There seems to be a lot of compensation and leniency made by the author here.

So, it is seemingly impressive that someone was able to use agents to build a browser.

But they used trillions of tokens? This equates to millions of dollars of spend. Are we really happy with this?

The browser itself is not fully complete. There's rendering glitches stated in the article. So millions of dollars for something that has obvious bugs.

This is also pure agent code. Can a code base like this ever be maintained by a team of humans? Are you vendor locked into a specific model if you want to build more features? How will support work? How will releases work? The lack of reflection over the rest of the software lifecycle except building is shocking.

So I'm not sure after reflecting, whether any of this is impressive outside of "someone with unlimited tokens built a browser using ai agents". It's the same class of problem being solved over and over again. Nothing new is really being done here.

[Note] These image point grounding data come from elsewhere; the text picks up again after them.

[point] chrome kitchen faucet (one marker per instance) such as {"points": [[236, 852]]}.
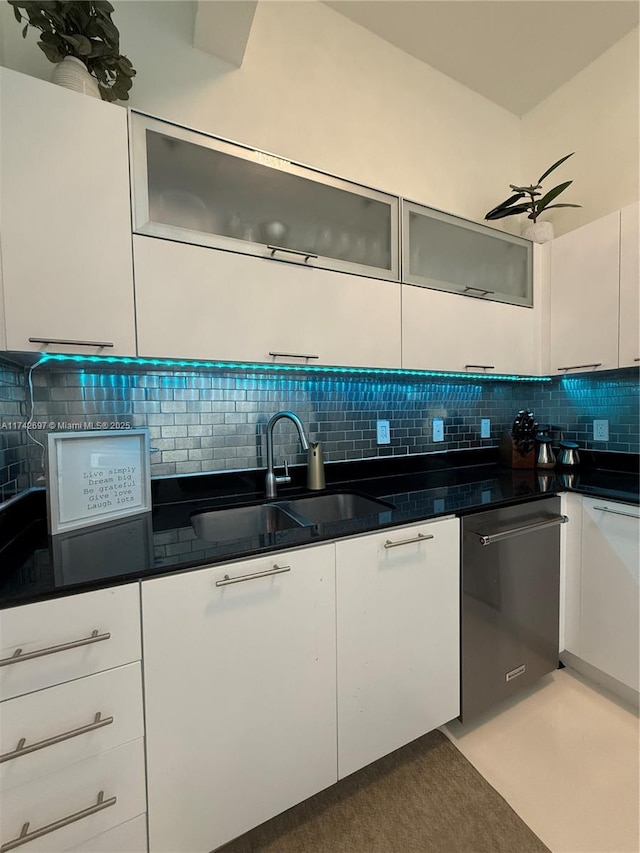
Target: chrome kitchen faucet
{"points": [[272, 479]]}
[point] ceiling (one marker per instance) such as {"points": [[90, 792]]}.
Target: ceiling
{"points": [[514, 52]]}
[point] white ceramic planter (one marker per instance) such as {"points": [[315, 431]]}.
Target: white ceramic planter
{"points": [[73, 74], [539, 232]]}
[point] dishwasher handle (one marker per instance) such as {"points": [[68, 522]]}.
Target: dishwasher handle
{"points": [[490, 538]]}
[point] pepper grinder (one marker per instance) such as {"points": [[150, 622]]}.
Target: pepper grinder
{"points": [[315, 466]]}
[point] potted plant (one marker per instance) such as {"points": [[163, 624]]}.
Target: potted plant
{"points": [[535, 204], [80, 33]]}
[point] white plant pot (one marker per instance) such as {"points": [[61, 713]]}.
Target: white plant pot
{"points": [[74, 74], [539, 232]]}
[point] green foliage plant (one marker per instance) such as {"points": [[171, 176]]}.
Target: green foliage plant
{"points": [[536, 202], [85, 30]]}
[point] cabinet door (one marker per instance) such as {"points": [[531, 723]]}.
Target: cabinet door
{"points": [[240, 698], [197, 188], [66, 224], [444, 331], [200, 303], [629, 287], [398, 636], [450, 253], [584, 297], [609, 637]]}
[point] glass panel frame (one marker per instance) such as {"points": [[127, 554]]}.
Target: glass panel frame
{"points": [[509, 253], [364, 251]]}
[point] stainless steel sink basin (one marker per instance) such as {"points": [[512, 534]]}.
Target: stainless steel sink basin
{"points": [[340, 506], [246, 522]]}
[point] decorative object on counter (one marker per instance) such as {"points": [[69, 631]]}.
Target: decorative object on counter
{"points": [[517, 450], [75, 34], [96, 476], [568, 456], [539, 232], [315, 466]]}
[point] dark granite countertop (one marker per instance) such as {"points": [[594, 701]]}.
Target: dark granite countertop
{"points": [[35, 566]]}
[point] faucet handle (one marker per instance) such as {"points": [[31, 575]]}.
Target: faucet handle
{"points": [[284, 478]]}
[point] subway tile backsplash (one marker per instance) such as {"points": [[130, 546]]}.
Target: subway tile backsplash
{"points": [[215, 420]]}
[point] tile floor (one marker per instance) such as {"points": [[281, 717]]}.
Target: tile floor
{"points": [[566, 758]]}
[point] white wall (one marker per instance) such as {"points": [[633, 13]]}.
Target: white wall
{"points": [[319, 89], [594, 114]]}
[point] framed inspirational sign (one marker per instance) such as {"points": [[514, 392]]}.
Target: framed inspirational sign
{"points": [[97, 476]]}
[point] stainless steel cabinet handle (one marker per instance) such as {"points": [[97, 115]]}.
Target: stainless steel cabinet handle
{"points": [[482, 366], [25, 836], [490, 538], [421, 537], [580, 366], [18, 656], [617, 512], [305, 255], [21, 749], [292, 355], [276, 570], [478, 290], [63, 342]]}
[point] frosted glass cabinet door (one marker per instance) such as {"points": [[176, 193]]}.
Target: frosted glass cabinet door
{"points": [[448, 253], [196, 188]]}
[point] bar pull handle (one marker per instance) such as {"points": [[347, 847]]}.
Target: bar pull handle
{"points": [[63, 342], [18, 656], [305, 255], [276, 570], [617, 512], [292, 355], [25, 836], [21, 749], [581, 366], [490, 538], [421, 537], [480, 290]]}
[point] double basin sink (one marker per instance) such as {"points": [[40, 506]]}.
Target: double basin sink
{"points": [[259, 520]]}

Maybe it's just me but there's much more to software than just building.

simianwords 18 days ago
>But they used trillions of tokens? This equates to millions of dollars of spend. Are we really happy with this?
Yes, arguably 5 million is a fair price and cheaper than what it would take to pay humans.
- m4nu3l 18 days ago
  
  There is a problem with this comparison. The agent had access to open-source browsers in its training set. So you'd need to compare the cost of creating an equivalent browser for a developer who has access to them, too. If all you need is standard browser functionality, you just use an existing browser. If you want to change some features or parts of the implementation, you fork it. A new browser written from scratch would be valuable if it had a novel implementation that resulted in a faster/more secure/robust/memory efficient or simply easier-to-use browser. So even if this had implemented the standard correctly, it wouldn't be worth more than the time it takes a developer to fork Chromium and change its name. Don't get me wrong, it's impressive, but not as impressive after you think that an LLM that regurgitates verbatim the code of Chromium when tasked to build a browser would have effectively succeeded at the task.
  EDIT: About the rendering speed. It doesn't really make sense to compare it with a fully functioning browser, as you could potentially drop features or make bogus optimisations to go faster.
- polyglotfacto 18 days ago
  
  If you paid 5 cents for the code you would have been ripped off; it's throw-away stuff.
laterium 19 days ago
If an AI system autonomously built a rocket and went to the moon, would you call it unimpressive because it's already been done? The moving of goalposts is shocking.
- polyglotfacto 18 days ago
  
  As I explained elsewhere in this thread, the results here are more like trying to launch a rocket to the moon, unleashing AI on the problem, and settling for some kind of giant firecracker as a POC.
  This isn't a POC web engine; it's throw-away code that can never scale to a full web engine.
  So instead of wasting millions on this autonomous run, they should have put together a small team of people with some ideas on how to improve on existing web engines, and then give that team a large token development budget. You could get a nice POC after a couple of weeks, and after a year or two of further iterations you might have something really interesting.
  So this is a great example of how AI fails when left unsupervised; a more interesting experiment would be about how a small team can leverage AI to leapfrog Chromium; not in one week but in a year or two.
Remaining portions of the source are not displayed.